How to scrape the web for LLM in 2024: Jina AI (Reader API), Mendable (firecrawl) and Scrapegraph-ai

3 min read 1 year ago
Published on Aug 11, 2024 This response is partially generated with the help of AI. It may contain inaccuracies.

Table of Contents

Introduction

In this tutorial, we will explore how to scrape the web effectively for large language models (LLMs) in 2024 using three powerful tools: Jina AI, Mendable's Firecrawl, and Scrapegraph-ai. Web scraping is essential for gathering data, and this guide will provide you with practical steps to get started, whether you're a developer or an AI enthusiast.

Step 1: Set Up Your Environment

Before diving into scraping, ensure you have the necessary tools and environment set up.

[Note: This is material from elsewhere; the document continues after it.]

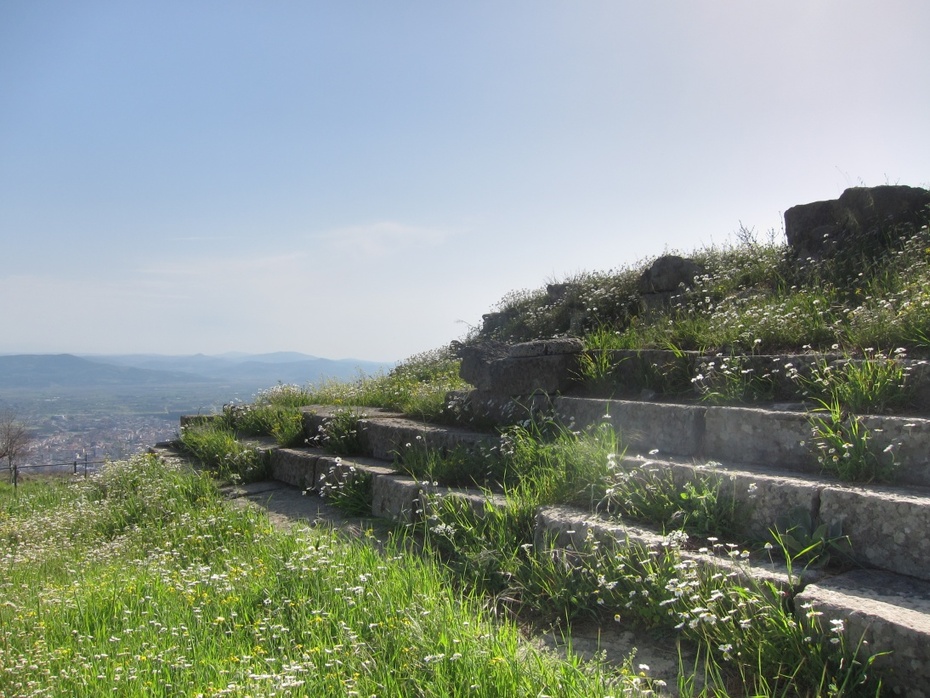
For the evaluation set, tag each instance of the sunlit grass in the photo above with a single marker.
(190, 597)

  • Install Python: Make sure you have Python installed on your machine. You can download it from the official website.
  • Install Jupyter Notebook: This is crucial for running the code examples provided. You can install it via pip:
    pip install notebook
    
  • Clone the Code Repository: Access the repository where the tutorial code is hosted. Use the following command in your terminal:
    git clone https://github.com/trancethehuman/ai-workshop-code.git
    
  • Navigate to the Notebook: Change directories to access the Jupyter notebook:
    cd ai-workshop-code/Web_scraping_for_LLM_in_2024
    

Step 2: Use Jina AI Reader API

Jina AI offers a powerful tool for extracting information from web pages. Follow these steps to implement it.

  • Install Jina AI: Run the following command to install the Jina AI library:
    pip install jina
    
  • Set Up the Reader API: Import the necessary modules in your Jupyter notebook:
    from jina import Client
    
  • Create a Client Instance: Establish a connection to the Jina service:
    client = Client(host='http://localhost:5100')  # Adjust the host as needed
    
  • Send a Request to the Reader: Use the Reader API to extract data from a target URL:
    response = client.post('/search', {'text': 'Your query here'})
    

Step 3: Implement Mendable's Firecrawl

Firecrawl is designed for efficient web crawling. Here's how to use it:

  • Visit Firecrawl's Site: Access Firecrawl's official page to get started.
  • Set Up Your Firecrawl Project: Follow the documentation to configure your crawler settings.
  • Run a Basic Crawl: Use the command line to initiate a crawl:
    firecrawl start --url https://example.com
    

Step 4: Explore Scrapegraph-ai

Scrapegraph-ai is another robust tool for web scraping. Let's dive into its setup.

  • Clone the Scrapegraph-ai Repository: Access the GitHub repo and clone it:
    git clone https://github.com/VinciGit00/Scrapegraph-ai.git
    
  • Install Required Dependencies: Navigate to the cloned repository and install dependencies:
    cd Scrapegraph-ai
    pip install -r requirements.txt
    
  • Run Scraping Scripts: Follow the examples in the repository documentation to start scraping:
    python scrape.py --url https://example.com
    

Conclusion

In this tutorial, we covered the essential steps to scrape the web for LLMs using Jina AI, Mendable's Firecrawl, and Scrapegraph-ai. You learned how to set up your environment, utilize each tool, and initiate web scraping tasks.

As a next step, experiment with different URLs and queries to gather data that can train or enhance your language models. Happy scraping!